When the woman tries to come at me, I shove her into Julius, who grabs her and snaps her neck.
Then he’s gone, swallowed by the fighters, and Ann is staring at me.
“Yes,” I say. “I can fight. Even without spells. My aunt taught me. Where’s Tabi?”
“Safe with Felix.” She looks around and squares her shoulders. “You kill these bastards, and I’ll raise them.”
When I don’t answer, her gaze swings on me. “You can do that, can’t you? Kill them?”
It seems like an honest question, not a challenge. But I still stop short. Can I kill them? I look around, seeing another dead werewolf on the floor. It’s Miles, who’d guarded me in the cell, who gave me his shortbread.
I see Miles, and I remember Claude and Jacques, and fury slices through me. Can I do this? I don’t know. But I will. I damn well will.
A werewolf protects his Pack.
A lycan protects her Pack.
Someone charges us. I don’t even see whether it’s a man or a woman.
My nose tells me it isn’t a werewolf, and that’s all that matters.
I lash out with a spell, that fury still fueling it, and the fireball explodes from my fingers and slams into the attacker’s face.
A scream. I grab them by the shirtfront and yank them to the floor.
I leap on their back, wrap my hands in their hair, and yank. I don’t think this move will work. I’m not a werewolf. I don’t have their strength.
But I do have something else. Rage. Howling, animal rage, and I channel that—seeing Claude, seeing Jacques, seeing Miles.
I feel the snap, and the body goes limp.
“Nicely done,” Ann says, and actually looks impressed.

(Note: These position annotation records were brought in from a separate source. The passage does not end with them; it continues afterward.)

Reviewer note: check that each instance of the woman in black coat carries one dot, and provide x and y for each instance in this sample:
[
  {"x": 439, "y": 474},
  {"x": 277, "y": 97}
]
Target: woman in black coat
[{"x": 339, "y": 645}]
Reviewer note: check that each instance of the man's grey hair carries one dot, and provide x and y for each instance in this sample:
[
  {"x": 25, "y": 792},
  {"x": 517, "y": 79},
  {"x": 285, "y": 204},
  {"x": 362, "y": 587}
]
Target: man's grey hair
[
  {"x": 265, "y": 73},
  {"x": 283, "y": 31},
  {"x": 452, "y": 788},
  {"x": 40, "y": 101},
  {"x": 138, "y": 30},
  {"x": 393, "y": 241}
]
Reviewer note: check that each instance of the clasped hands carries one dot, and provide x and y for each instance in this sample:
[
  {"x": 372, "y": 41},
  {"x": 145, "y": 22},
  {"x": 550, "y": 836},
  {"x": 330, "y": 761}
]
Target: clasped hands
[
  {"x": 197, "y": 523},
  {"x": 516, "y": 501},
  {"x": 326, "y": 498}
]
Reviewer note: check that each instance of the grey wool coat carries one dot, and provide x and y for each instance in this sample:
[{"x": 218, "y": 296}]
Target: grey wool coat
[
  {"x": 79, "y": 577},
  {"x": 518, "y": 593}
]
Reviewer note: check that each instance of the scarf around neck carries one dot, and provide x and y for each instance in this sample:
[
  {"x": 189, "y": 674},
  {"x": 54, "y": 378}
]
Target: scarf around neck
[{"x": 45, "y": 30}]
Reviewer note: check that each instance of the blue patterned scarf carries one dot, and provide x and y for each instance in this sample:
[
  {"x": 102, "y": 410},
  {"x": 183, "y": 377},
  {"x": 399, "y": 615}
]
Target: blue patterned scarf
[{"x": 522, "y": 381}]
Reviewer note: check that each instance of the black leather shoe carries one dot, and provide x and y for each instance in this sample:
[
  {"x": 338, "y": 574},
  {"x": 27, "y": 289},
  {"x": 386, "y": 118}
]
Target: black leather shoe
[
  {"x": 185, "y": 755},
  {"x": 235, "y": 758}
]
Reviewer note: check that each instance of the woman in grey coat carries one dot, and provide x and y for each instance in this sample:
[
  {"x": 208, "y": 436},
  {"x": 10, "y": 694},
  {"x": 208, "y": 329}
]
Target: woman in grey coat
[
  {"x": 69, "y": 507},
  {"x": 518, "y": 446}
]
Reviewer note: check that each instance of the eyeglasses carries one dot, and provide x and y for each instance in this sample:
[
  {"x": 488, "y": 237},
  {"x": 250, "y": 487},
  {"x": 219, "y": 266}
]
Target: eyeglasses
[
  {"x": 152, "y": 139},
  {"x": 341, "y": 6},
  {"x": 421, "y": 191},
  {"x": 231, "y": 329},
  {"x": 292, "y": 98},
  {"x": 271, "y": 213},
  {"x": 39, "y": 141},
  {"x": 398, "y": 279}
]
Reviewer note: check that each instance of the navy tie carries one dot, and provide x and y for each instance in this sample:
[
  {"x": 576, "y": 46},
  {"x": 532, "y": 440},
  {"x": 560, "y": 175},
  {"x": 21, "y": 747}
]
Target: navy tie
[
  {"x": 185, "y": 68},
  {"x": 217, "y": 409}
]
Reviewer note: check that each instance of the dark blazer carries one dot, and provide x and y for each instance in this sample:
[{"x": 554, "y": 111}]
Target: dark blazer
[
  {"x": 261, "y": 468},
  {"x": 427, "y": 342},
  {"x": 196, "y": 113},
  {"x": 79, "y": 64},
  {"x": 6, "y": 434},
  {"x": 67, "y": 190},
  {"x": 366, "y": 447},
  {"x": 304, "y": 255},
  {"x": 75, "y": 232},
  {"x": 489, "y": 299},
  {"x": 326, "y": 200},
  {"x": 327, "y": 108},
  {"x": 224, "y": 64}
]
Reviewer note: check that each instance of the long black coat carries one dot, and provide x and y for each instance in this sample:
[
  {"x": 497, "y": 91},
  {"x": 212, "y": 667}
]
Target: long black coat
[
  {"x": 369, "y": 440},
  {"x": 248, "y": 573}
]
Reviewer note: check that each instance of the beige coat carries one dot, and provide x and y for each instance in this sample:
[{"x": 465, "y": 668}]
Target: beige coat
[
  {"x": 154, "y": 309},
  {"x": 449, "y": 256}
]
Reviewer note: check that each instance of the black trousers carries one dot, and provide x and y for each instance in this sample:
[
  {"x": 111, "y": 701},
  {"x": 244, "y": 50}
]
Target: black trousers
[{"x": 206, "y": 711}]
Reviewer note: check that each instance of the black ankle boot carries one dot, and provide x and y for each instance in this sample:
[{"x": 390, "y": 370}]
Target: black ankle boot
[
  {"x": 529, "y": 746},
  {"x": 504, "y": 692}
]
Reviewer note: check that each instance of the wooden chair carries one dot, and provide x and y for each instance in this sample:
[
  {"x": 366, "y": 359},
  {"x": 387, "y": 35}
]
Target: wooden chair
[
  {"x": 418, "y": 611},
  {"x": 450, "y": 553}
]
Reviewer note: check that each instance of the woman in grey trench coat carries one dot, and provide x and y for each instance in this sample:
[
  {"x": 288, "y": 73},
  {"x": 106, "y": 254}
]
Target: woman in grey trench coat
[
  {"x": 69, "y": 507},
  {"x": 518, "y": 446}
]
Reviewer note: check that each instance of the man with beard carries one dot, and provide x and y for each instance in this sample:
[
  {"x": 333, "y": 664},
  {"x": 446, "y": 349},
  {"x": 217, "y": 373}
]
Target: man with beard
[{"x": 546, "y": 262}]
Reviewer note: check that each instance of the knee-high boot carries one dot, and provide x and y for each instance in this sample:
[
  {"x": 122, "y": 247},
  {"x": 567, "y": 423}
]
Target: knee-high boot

Really, you never know what it’ll take to please some people.
I back away, and she works her magic. The darkest magic.
Supernaturals like to dismiss necromancers as little more than spiritualists who can speak to the dead. They forget this other power, because so few necromancers can—or will—use it.
The raising and commanding of zombies.
The dead supernatural—a woman, I realize now—twitches and then gets to her feet.
She glares at Ann, and there’s such hate in that look that I would quail before it.
Ann only meets her gaze and tells her, “Fight your own. Kill them. Cause havoc. Whatever you want. But don’t touch any of us.
Not me. Not her.” A thumb jerked my way. “Not the Pack.”
Oh, that hatred. It rages like an inferno. But the necromancer has given her commands, and the zombie must obey. The woman lurches into the fray. A man turns to her with a quick smile, waving for this ally to help… and she attacks him.